While rubies from Myanmar are some of the finest in the world, at Larsen Jewellery, until further notice, we will no longer be using them for our ruby engagement rings, dress rings and jewellery. Myanmar has had a long and storied history with non-democratic regimes in power using gem sales as a source of revenue, and that isn’t something we want to be party to.

The most recent uprising in 2021 in the country has led to a military junta, and in Feb 2023, Australia has imposed sanctions on its leaders:

We know from credible reports that thousands of civilians, including children have been jailed, tortured or killed. There is evidence of air strikes, bombardments and the mass burning of villages and places or worship having been indiscriminately targeted, including civilians and civilian infrastructure.

ABC News, 1 Feb 2023

While corruption in jade mining in Myanmar has been relatively well-known, the consolidation of military power over the gemstone trade, rubies included, has been less public. Global Witness’ report on rubies of Myanmar, and the valuable pigeon blood rubies, finds officially the industry was worth on average between $346M USD – $415M USD between 2014-17. Unofficially, the industry could have been worth between 1.73-2.07B USD.

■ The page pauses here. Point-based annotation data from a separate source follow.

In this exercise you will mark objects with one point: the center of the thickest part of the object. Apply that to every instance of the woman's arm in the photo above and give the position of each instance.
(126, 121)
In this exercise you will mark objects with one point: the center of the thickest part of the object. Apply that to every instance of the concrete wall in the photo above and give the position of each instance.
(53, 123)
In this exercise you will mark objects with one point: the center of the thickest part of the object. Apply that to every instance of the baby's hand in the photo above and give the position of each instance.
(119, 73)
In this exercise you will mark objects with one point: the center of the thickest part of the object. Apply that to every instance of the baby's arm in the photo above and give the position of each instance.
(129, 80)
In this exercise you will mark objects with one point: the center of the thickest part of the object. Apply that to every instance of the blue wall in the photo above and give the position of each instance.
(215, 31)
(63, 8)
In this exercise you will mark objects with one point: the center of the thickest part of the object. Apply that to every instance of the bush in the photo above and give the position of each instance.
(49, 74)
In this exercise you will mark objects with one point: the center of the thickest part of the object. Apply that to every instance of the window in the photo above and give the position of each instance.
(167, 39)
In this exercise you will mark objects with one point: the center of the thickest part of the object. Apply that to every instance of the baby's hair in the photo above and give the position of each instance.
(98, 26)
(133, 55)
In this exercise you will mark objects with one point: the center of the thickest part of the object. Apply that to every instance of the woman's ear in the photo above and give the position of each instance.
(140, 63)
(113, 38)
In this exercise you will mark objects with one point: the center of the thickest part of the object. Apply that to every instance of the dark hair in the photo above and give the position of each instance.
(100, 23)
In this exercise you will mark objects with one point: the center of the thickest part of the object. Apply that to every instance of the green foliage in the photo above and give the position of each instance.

To muddy the waters further, the majority of rubies from Myanmar are smuggled out of the country without ever being declared, and are processed in Thailand through various intermediaries to make it more difficult to determine the original source. The gem trade itself is often also a front for the drug trade of opium and heroin to launder and clean the money through artificially inflating the cost of gems.

That being said, we will always do everything possible to clarify our own supply chains and tracing to avoid purchasing known Myanmar rubies. There are many other sources, including Sri Lanka, Madagascar, Mozambique and Greenland.